This is the second post about the architecture of the Tankster game that is included in the Windows Azure Toolkit for Social Games. My last post mentioned that we have a goal to make the solution scale up to several hundred thousand concurrent user, but we have not yet achieved that goal. In this post I will explain why our current architecture will not scale that high and how the problem can be solved.
From my last post I explained how we use Windows Azure storage extensively. Specifically, queues to pass around messages and blobs to store user and game state. Below you will see the diagram of our storage use from the join game use case. I will refer back to this diagram and points A and B throughout this article.
So we know that we can scale out web roles and worker roles as much as we need to support demand, but the one thing we can control is Windows Azure storage. This is where our bottlenecks come in. Windows Azure storage is extremely scalable by default, but you can push it to the max and reach its limits. There is a great blog post about this topic on the Windows Azure Storage blog here that goes into detail about this topic. I will sum up the relevant parts below.
The top level of scale for Windows Azure storage is at the account level. A single Windows Azure storage account has the following scalability targets:
- Storage Capacity: Up to 100 TBs
- Transactions: Up to 5,000 entities/messages/blobs per second
- Bandwidth: Up to 3 gigabits per second
Additionally, a single Windows Azure queue can handle up to 500 messages per second and a single blob can handle up to 60 megabytes per second.
With the current architecture of the game we use only a single storage account and use only a single queue per message type. This means that our current architecture is limited by these numbers. So the absolute maximum number of transactions we can handle on storage is 5,000 per second. Each user of a game is likely causing about 2-3 transactions per second. This means that our game can really only handle about 1,700 concurrent users. Obviously, this is not that impressive of a number.

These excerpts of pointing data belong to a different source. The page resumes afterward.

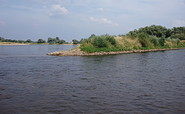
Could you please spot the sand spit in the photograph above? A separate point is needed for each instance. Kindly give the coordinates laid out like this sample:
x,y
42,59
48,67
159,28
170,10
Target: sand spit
x,y
78,52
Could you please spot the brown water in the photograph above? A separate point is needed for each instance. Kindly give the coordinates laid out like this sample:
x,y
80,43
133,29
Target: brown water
x,y
32,82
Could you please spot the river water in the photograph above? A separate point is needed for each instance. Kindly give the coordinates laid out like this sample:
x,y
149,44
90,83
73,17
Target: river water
x,y
32,82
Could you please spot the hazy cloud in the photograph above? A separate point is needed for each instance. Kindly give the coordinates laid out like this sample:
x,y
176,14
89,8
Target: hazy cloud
x,y
58,10
103,21
2,22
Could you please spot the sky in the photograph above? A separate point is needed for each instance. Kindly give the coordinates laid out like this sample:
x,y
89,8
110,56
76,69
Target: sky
x,y
76,19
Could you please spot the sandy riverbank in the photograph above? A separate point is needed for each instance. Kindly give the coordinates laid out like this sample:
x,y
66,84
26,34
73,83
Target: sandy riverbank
x,y
78,52
10,43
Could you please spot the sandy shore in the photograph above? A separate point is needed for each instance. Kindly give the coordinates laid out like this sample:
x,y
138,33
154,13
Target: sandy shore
x,y
13,44
78,52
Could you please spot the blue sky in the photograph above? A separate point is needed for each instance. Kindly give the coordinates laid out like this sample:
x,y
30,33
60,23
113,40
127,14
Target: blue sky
x,y
76,19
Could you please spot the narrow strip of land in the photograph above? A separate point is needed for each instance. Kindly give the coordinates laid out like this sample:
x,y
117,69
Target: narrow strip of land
x,y
78,52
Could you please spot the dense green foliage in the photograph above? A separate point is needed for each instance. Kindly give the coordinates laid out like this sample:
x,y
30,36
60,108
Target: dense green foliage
x,y
41,41
16,41
75,41
55,41
99,43
152,37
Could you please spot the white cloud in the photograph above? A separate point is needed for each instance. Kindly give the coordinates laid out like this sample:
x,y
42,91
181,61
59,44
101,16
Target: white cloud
x,y
2,22
103,21
178,23
101,9
58,10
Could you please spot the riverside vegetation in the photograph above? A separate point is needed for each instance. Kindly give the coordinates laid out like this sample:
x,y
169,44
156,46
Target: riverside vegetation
x,y
150,37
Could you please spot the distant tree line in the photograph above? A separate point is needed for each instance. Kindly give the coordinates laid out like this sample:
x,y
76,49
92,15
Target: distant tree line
x,y
160,32
50,40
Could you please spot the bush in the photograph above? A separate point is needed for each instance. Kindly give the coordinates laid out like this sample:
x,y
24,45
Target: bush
x,y
162,41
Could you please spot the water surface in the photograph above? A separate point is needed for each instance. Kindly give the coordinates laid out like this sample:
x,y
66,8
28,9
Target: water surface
x,y
32,82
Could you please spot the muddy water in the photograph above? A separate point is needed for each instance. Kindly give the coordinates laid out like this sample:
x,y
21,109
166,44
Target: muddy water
x,y
32,82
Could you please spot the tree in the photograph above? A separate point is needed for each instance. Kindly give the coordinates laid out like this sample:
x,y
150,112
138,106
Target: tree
x,y
29,41
75,41
41,41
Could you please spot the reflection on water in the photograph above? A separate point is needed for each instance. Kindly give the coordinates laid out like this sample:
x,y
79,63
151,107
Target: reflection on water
x,y
32,82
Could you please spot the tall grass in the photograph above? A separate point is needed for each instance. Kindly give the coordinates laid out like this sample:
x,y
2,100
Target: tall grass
x,y
107,43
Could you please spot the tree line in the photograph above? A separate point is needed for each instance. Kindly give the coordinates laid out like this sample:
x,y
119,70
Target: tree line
x,y
149,37
50,40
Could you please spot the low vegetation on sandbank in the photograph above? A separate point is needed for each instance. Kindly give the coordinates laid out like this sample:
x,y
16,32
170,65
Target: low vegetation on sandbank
x,y
147,38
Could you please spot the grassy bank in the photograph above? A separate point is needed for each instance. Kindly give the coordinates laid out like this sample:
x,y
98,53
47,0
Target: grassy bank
x,y
107,43
13,43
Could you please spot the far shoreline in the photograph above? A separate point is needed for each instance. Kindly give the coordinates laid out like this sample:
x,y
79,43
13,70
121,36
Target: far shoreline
x,y
17,44
78,52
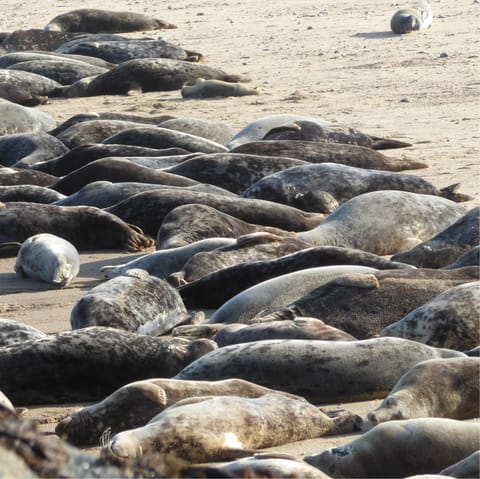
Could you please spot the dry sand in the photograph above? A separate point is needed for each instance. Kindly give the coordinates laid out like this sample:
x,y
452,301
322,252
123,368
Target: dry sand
x,y
333,59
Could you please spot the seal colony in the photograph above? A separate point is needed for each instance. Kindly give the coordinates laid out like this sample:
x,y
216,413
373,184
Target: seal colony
x,y
177,386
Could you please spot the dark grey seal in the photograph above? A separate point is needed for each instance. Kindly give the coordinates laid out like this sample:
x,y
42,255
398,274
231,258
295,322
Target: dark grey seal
x,y
445,247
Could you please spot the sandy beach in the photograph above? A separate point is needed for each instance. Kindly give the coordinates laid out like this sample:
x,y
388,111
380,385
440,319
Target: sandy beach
x,y
334,60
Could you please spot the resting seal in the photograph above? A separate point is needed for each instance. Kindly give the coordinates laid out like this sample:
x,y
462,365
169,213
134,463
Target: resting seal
x,y
48,258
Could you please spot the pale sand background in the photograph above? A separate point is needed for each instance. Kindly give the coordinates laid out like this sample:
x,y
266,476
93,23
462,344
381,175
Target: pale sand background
x,y
332,59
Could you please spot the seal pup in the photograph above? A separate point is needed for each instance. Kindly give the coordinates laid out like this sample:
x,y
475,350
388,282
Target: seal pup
x,y
363,305
89,363
201,88
49,258
221,427
148,209
134,404
387,449
417,16
166,261
210,288
353,370
314,152
449,320
116,170
396,221
154,74
135,302
433,388
93,20
279,291
445,247
85,227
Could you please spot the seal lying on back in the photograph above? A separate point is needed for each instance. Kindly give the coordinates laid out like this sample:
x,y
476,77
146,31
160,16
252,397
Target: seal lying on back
x,y
385,222
134,404
89,363
135,302
388,449
446,246
226,426
94,20
434,388
449,320
48,258
353,370
418,16
83,226
362,305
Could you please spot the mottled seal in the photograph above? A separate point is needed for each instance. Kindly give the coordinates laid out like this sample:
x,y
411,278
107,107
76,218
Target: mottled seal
x,y
154,74
93,20
201,88
302,186
116,170
362,305
385,222
433,388
167,261
417,16
135,302
134,404
449,320
85,227
388,450
224,281
314,152
353,370
148,209
88,364
445,247
48,258
226,426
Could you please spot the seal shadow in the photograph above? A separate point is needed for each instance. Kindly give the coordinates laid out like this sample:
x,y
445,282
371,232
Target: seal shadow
x,y
375,35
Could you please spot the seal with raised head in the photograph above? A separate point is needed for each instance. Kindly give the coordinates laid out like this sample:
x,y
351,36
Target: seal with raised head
x,y
434,388
353,370
134,404
89,363
48,258
226,426
449,320
93,20
385,222
387,450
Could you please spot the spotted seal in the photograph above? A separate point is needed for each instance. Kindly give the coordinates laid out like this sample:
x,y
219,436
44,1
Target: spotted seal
x,y
386,449
417,16
366,369
134,404
433,388
221,427
48,258
85,227
93,20
449,320
88,364
396,221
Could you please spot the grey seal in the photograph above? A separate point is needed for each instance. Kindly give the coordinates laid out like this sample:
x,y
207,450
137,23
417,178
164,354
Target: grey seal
x,y
449,320
433,388
385,222
48,258
93,20
135,302
387,449
134,404
89,363
353,370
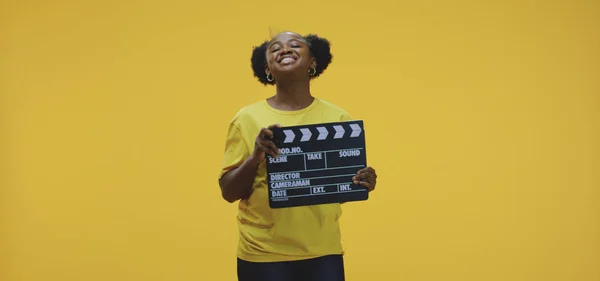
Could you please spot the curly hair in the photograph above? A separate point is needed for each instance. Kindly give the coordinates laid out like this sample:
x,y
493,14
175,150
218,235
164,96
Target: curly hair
x,y
319,47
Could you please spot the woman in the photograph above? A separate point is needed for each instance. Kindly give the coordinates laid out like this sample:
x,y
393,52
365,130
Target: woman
x,y
300,243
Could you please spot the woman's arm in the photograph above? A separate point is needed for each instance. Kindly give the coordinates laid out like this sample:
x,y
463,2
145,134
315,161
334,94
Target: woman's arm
x,y
237,183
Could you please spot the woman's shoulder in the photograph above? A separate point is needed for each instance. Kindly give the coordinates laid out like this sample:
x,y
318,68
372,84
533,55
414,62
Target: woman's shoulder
x,y
331,107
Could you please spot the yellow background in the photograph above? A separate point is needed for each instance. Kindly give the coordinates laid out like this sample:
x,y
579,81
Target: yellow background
x,y
481,118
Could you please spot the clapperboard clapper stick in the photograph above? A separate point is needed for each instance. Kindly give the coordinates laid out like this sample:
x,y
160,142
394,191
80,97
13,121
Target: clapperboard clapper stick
x,y
316,164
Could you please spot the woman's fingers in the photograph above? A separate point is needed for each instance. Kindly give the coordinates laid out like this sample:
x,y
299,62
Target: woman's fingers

So how do we fix this? The first step will be to use multiple Windows Azure storage accounts. This is a pretty easy fix. We just need to provide configuration options for additional accounts and create a simple algorithm that defines which queues, blobs, and tables are stored on each account. This alone will greatly increase our scalability targets.
The next bottleneck after we split out storage accounts will be at the Windows Azure queues (A in the diagram). Currently, each message type, i.e. join game, uses only a single queue. This means that we are limited by 500 requests per second on that queue. To handle this we will need to split out these queues into n number of queues and distribute the messages across them. This process can be handled in several ways. First, we could just define a configuration setting that tells the system how many queues to distribute each message type across. This way a developer could just set the number based on some formula that accounts for the number of users their game has. The second approach is a bit more difficult. This would be to actually expand and contract the number of queues based on the load. This is the approach we would like to take and hopefully add to the toolkit and game.
The next bottleneck in the game has to do with the leaderboard. We are using SQL Azure to store leaderboard data. Using SQL Azure makes it very easy to do calculations, sort, and rank this data, but it limits the scale. We could solve this problem in several ways. First, we could move this data to table storage, but we would lose some of the flexibility. The other option would be to shard our database. Currently, there is not built in support for this in SQL Azure, but the feature has been announced. For now, you would have to manually federate this data across several SQL Azure databases.
As I mentioned, this is something that we are looking into and hope to add to the toolkit and game soon. For now the game should easily handle 1000+ concurrent users without any issues. One last thing to point out, most of the scale targets for storage accounts are not strictly enforced so you may get more scale depending on your exact use. For more detail I highly recommend reading the blob post about storage account scalability.